The Oxnard Union High School District, in addressing the issue in a January 2016 meeting, proposed two curriculum for the special education.

Mr.Yunker presented Project Discovery, which targets student skills necessary for the real world work environment by using visuals, which, according to Mr. Yunker, will increase student success rates. “My students tend to not process auditory information very well, but they’re strong visual learners.”

Project Discovery will aid SPED — Special Ed — students to prepare for the real world by practicing and demonstrating independence. “We’re trying to help them be independent. Our best way to prepare them for life after high school is to give them functional skills,” said Mr. Yunker.

Emmaly Hamersmma, an OHS paraeducator, said, “The kids come in here and work on careers, so they learn how to do a job interview and how to do a resume.”
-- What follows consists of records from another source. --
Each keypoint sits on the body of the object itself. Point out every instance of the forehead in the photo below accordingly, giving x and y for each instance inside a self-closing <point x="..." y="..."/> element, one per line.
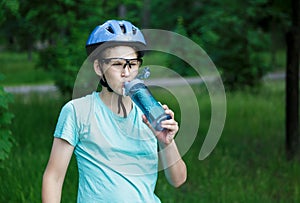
<point x="120" y="52"/>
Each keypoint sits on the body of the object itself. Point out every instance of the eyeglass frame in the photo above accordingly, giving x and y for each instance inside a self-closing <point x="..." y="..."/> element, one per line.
<point x="127" y="61"/>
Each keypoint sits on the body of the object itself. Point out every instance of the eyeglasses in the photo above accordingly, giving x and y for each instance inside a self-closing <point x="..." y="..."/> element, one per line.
<point x="121" y="63"/>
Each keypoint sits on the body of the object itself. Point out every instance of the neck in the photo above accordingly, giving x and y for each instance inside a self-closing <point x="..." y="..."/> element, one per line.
<point x="120" y="105"/>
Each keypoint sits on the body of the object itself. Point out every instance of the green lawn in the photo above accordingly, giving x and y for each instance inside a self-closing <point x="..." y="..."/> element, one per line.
<point x="248" y="164"/>
<point x="18" y="70"/>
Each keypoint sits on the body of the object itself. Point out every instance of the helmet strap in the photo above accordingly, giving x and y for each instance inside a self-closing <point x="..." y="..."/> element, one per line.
<point x="104" y="83"/>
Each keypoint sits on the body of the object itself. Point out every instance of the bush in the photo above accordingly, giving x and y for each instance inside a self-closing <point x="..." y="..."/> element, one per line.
<point x="6" y="139"/>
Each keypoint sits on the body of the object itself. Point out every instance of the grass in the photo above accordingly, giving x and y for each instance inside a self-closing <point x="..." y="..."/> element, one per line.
<point x="248" y="164"/>
<point x="18" y="70"/>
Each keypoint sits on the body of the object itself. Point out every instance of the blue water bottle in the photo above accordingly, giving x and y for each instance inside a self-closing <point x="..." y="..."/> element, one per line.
<point x="142" y="97"/>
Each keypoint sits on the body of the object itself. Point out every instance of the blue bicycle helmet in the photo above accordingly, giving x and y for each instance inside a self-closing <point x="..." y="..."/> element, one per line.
<point x="114" y="31"/>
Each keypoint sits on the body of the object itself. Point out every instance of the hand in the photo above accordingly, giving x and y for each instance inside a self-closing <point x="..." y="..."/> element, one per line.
<point x="170" y="127"/>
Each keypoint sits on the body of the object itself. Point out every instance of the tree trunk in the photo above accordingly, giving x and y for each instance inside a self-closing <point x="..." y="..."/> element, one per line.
<point x="146" y="13"/>
<point x="292" y="84"/>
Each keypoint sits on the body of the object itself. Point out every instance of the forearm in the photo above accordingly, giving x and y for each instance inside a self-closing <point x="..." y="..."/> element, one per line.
<point x="175" y="168"/>
<point x="51" y="189"/>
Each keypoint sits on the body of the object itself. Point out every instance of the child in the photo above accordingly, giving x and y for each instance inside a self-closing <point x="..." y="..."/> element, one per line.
<point x="116" y="148"/>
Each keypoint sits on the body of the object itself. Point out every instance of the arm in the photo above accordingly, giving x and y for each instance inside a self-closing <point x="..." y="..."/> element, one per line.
<point x="175" y="168"/>
<point x="54" y="174"/>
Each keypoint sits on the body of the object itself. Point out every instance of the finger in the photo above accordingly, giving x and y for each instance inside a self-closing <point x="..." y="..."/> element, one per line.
<point x="170" y="112"/>
<point x="165" y="107"/>
<point x="170" y="126"/>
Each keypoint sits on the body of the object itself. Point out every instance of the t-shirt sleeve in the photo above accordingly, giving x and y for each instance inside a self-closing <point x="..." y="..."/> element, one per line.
<point x="66" y="127"/>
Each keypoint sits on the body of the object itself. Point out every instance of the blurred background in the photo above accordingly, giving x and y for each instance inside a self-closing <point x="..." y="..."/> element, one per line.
<point x="253" y="44"/>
Project Discovery will open up the special needs students to the community by giving them the opportunity to earn jobs after graduating. “[Only] 35% of special needs kids get to work in their lifetime,” said Mr. Yunker “We want to change that and get it over 50%. I’d like to see it flop to 70%.”

The second curriculum proposed within the district uses a more conventional approach. Mr. Yunker described it as more ‘technical’ and emphasizes students working in the traditional manner, at their desks. Mr. Yunker stated that “it did have strong points.”

The contrast in the proposed curriculum caused excitement because it helped unify the Severely Handicapped programs within the district. “They’re talking about creating a blended curriculum,” said Mr. Yunker, “We can supplement some of the stuff that they have with the activities that Project Discovery provides.”

The blended curriculum will create opportunities for the students to become social. “They can be really shy,” said OHS paraeducator Emmaly Hamersmma, “They’re just like any other student; you just  have to make the first move.”